The asteroid, it seemed, was a solid chunk of reactive ores. There was lepidolite here, chock-full of lithium and run through with gallium as well. There was beryl ore. There was cesium-bearing pollucite. There were half a dozen other valuable ores, formed in who knew what caldron untold billions of years before. Storm had been on field trips to Manitoba, of course, had seen the astonishing conglomeration of ores in places like Bernic Lake, the dazzling jumble of exotic metals stirred helter-skelter through the earth. Well, this was Bernic Lake all over again, he thought, uprooted and sent spinning through space!
There was no point wasting time estimating the cash value of all this. Millions? Billions? Who could tell? He was rich, that was all he knew. Or would be, as soon as he could file his claim to the incredible rock.
And that was the next order of business: filing the claim.
Mars was ninety million miles away. That was almos
t as great a distance as the gap between Earth and the Sun, but at the moment Mars was the closest heavenly body to John Storm. It was another seventy million miles on to Earth, at the moment, though the figures changed constantly as Mars, Earth, and this nameless asteroid continued to whirl along their respective orbits.
Mars would be John Storm’s first stop.

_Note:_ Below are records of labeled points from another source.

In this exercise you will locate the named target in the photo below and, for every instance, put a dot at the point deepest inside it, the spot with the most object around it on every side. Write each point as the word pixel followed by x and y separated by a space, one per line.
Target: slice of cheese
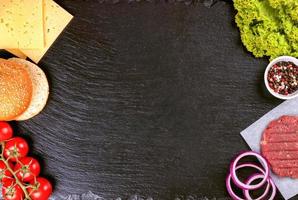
pixel 55 21
pixel 17 53
pixel 21 24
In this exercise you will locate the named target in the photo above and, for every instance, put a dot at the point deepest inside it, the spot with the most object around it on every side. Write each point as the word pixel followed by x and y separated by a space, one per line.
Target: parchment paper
pixel 252 135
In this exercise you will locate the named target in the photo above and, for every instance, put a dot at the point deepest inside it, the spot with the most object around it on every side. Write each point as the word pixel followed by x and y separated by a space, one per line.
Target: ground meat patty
pixel 279 145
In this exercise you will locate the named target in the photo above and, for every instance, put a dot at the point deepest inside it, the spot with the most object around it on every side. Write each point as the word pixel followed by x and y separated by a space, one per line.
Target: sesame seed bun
pixel 40 91
pixel 15 90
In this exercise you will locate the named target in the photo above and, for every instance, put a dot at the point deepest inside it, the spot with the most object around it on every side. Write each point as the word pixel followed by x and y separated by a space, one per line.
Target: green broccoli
pixel 268 27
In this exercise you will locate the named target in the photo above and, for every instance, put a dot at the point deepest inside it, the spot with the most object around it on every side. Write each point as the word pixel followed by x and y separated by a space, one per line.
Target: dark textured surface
pixel 147 99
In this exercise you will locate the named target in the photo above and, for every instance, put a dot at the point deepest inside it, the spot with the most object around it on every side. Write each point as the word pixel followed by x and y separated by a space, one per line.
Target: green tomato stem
pixel 18 182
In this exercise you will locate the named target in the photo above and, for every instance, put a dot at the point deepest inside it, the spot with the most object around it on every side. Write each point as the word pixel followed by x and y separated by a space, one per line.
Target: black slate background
pixel 147 99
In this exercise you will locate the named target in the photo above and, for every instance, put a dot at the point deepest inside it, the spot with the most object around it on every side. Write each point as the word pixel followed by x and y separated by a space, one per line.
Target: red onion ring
pixel 228 179
pixel 236 179
pixel 259 176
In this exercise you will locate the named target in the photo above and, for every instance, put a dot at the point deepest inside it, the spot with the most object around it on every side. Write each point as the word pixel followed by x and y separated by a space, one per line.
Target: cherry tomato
pixel 41 189
pixel 12 191
pixel 5 174
pixel 15 148
pixel 27 169
pixel 5 131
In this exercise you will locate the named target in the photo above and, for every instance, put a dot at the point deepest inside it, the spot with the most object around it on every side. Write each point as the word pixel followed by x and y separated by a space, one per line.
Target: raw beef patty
pixel 279 145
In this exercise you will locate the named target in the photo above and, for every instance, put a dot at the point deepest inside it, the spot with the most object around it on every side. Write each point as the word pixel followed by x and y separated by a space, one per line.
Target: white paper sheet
pixel 252 135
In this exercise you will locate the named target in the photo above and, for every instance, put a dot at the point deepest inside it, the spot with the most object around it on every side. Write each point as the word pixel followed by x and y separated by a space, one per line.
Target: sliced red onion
pixel 236 179
pixel 228 179
pixel 261 176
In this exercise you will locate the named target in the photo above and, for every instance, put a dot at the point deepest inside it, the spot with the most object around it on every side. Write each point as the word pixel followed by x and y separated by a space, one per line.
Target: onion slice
pixel 228 180
pixel 236 179
pixel 260 176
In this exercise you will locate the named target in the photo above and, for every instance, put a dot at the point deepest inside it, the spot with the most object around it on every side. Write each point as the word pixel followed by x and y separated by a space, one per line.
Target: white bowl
pixel 276 60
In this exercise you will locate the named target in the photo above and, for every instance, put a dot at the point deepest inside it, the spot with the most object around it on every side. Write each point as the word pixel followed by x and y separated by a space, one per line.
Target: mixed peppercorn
pixel 283 78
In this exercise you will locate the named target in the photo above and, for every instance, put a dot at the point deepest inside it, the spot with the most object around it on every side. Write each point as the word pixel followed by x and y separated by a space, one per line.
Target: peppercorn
pixel 283 77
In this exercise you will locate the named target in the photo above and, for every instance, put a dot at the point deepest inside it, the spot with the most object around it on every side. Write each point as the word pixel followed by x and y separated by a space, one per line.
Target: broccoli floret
pixel 268 27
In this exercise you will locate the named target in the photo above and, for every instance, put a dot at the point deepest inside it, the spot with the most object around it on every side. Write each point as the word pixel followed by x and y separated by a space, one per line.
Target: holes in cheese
pixel 55 20
pixel 21 24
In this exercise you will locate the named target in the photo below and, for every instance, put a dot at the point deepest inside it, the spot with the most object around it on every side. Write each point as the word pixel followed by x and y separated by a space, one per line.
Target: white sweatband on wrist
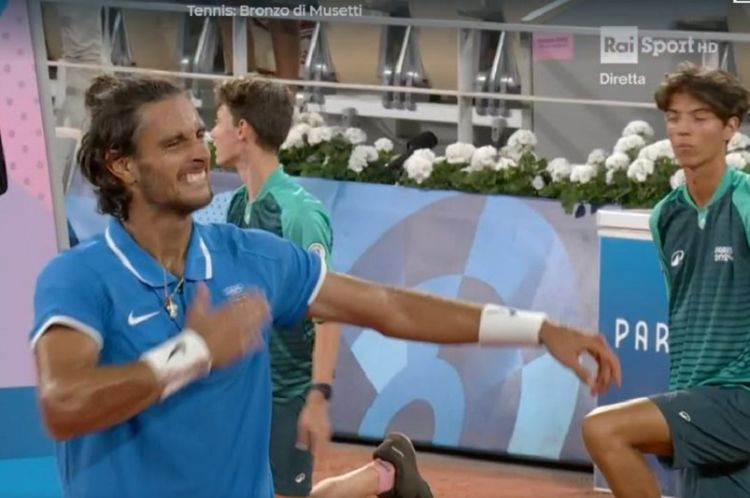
pixel 179 361
pixel 504 326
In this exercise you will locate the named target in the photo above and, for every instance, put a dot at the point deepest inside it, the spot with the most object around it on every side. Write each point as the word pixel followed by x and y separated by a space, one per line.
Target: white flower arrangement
pixel 609 179
pixel 313 119
pixel 597 157
pixel 383 145
pixel 319 134
pixel 656 151
pixel 640 169
pixel 294 139
pixel 355 136
pixel 582 173
pixel 559 169
pixel 419 165
pixel 504 163
pixel 483 158
pixel 677 179
pixel 617 161
pixel 630 144
pixel 664 148
pixel 738 141
pixel 522 139
pixel 514 153
pixel 538 183
pixel 459 153
pixel 640 128
pixel 736 160
pixel 361 157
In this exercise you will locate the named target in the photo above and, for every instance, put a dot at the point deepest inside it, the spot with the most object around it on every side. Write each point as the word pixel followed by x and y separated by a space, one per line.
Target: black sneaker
pixel 397 450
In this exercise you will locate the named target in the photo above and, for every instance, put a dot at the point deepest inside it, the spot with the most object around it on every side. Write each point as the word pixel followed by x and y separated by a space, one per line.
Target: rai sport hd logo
pixel 623 45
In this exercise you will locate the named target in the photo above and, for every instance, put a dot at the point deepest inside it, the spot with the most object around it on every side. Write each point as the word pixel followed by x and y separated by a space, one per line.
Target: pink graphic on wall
pixel 552 46
pixel 27 228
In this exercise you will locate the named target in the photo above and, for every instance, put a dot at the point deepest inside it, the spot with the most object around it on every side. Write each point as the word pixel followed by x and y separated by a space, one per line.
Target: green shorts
pixel 292 468
pixel 710 429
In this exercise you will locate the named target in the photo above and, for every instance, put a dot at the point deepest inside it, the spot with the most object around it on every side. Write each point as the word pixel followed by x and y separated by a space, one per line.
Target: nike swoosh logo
pixel 135 320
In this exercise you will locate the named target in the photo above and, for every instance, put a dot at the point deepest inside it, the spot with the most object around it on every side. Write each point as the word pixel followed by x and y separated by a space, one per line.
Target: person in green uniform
pixel 702 232
pixel 252 121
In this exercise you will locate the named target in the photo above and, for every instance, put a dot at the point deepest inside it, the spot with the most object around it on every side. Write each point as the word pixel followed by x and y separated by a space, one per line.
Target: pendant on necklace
pixel 171 308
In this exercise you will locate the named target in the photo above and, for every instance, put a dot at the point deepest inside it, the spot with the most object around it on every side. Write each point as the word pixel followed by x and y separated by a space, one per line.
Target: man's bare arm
pixel 77 396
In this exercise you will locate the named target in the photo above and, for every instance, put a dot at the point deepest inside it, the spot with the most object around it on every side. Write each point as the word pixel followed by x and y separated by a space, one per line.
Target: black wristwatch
pixel 325 389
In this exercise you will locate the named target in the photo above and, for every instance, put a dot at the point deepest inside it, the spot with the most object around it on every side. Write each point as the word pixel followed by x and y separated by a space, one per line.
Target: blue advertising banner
pixel 633 315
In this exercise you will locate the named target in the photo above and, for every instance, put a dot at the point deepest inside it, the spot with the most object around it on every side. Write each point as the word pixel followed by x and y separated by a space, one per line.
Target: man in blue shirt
pixel 150 339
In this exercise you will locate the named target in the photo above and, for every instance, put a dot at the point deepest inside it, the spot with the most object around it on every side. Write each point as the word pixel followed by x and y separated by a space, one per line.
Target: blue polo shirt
pixel 210 439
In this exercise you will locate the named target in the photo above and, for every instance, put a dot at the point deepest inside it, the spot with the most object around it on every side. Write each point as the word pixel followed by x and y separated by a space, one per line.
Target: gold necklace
pixel 169 304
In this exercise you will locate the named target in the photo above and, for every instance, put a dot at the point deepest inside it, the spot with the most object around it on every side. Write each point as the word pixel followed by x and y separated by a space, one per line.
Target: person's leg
pixel 701 430
pixel 226 30
pixel 154 38
pixel 362 482
pixel 81 34
pixel 291 467
pixel 616 437
pixel 392 474
pixel 286 47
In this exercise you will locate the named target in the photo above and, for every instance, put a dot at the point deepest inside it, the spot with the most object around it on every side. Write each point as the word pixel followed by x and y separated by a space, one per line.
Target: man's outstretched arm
pixel 418 316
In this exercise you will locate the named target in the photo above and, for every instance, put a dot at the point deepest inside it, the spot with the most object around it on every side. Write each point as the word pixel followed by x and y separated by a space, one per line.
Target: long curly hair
pixel 114 105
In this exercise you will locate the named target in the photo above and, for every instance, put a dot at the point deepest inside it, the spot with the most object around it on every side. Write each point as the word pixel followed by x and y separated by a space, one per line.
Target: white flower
pixel 657 150
pixel 483 157
pixel 582 173
pixel 736 160
pixel 319 134
pixel 649 152
pixel 293 139
pixel 610 178
pixel 559 168
pixel 640 170
pixel 538 183
pixel 677 179
pixel 312 119
pixel 355 135
pixel 618 160
pixel 419 165
pixel 503 163
pixel 301 128
pixel 640 128
pixel 597 157
pixel 384 144
pixel 630 144
pixel 664 148
pixel 459 152
pixel 522 139
pixel 361 157
pixel 514 153
pixel 738 141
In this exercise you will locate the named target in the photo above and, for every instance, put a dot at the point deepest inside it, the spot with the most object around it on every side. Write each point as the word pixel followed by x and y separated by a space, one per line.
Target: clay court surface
pixel 455 477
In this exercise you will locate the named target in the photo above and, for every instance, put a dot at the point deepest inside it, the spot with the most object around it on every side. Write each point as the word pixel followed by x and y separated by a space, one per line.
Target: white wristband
pixel 179 361
pixel 504 326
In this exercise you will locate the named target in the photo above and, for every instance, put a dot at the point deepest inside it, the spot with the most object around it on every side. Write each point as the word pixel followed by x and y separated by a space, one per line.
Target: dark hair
pixel 265 105
pixel 115 108
pixel 718 89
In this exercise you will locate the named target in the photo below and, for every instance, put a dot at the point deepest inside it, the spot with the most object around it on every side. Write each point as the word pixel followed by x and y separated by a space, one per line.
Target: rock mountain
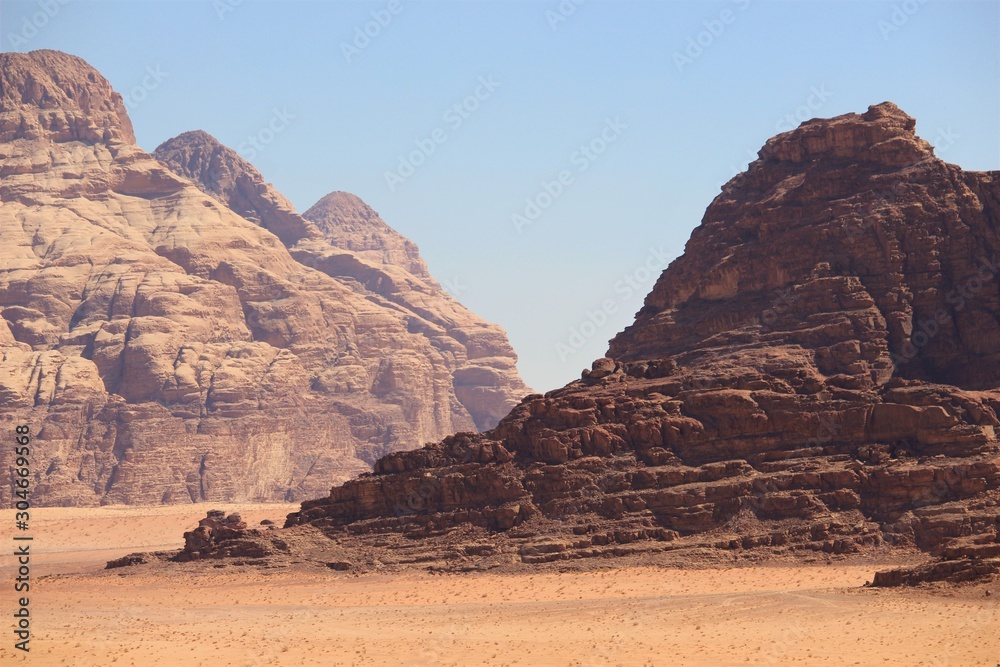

He had the orbits on his side, since Mars and the asteroid would be approaching one another all the time he was en route, while Earth would be heading the other way. When he was ready to leave Mars for Earth, Earth would be coming round the other side of her orbit, which would save him some time there. Hopping from planet to planet is a little more complex than taking a jet from New York to San Francisco. New York and San Francisco, at least, stay put.
Storm checked out the location and orbit of the asteroid, “his” asteroid, now, and reeled in his ladder and punched out fresh coordinates for Mars. There was no blaze of light as he blasted out of his parking orbit, just the invisible cloud of ions from the cesium engine. It was pleasant to think that every time a spaceship blasted off, the universe’s supply of cesium diminished ever so slightly, hiking the value of the ore that he had just discovered.
Acceleration built up. Storm was in a hurry now, and he had the computer plot a maximum-velocity course. The gravity-drag bashed him back into his acceleration couch like a giant fist, but he didn’t mind, because the faster a start he got, the quicker he would get to Mars, and that meant the quicker he’d get home. Home to Liz.
He was tempted to relay a message to her now. All he had to do was beam it ahead to Mars, and the communication satellite there would catch it and flick it on to Earth. “Coming home with the bacon,” he could say. “Everything 100% successful!”
These days it cost $50 to beam a message from Mars to Earth. With his dwindling funds, he had been able to send word to Liz only four or five times a year, the same mixture of discouragement and affection each time. It would cost an extra $25 to relay the message from the asteroid belt to Mars.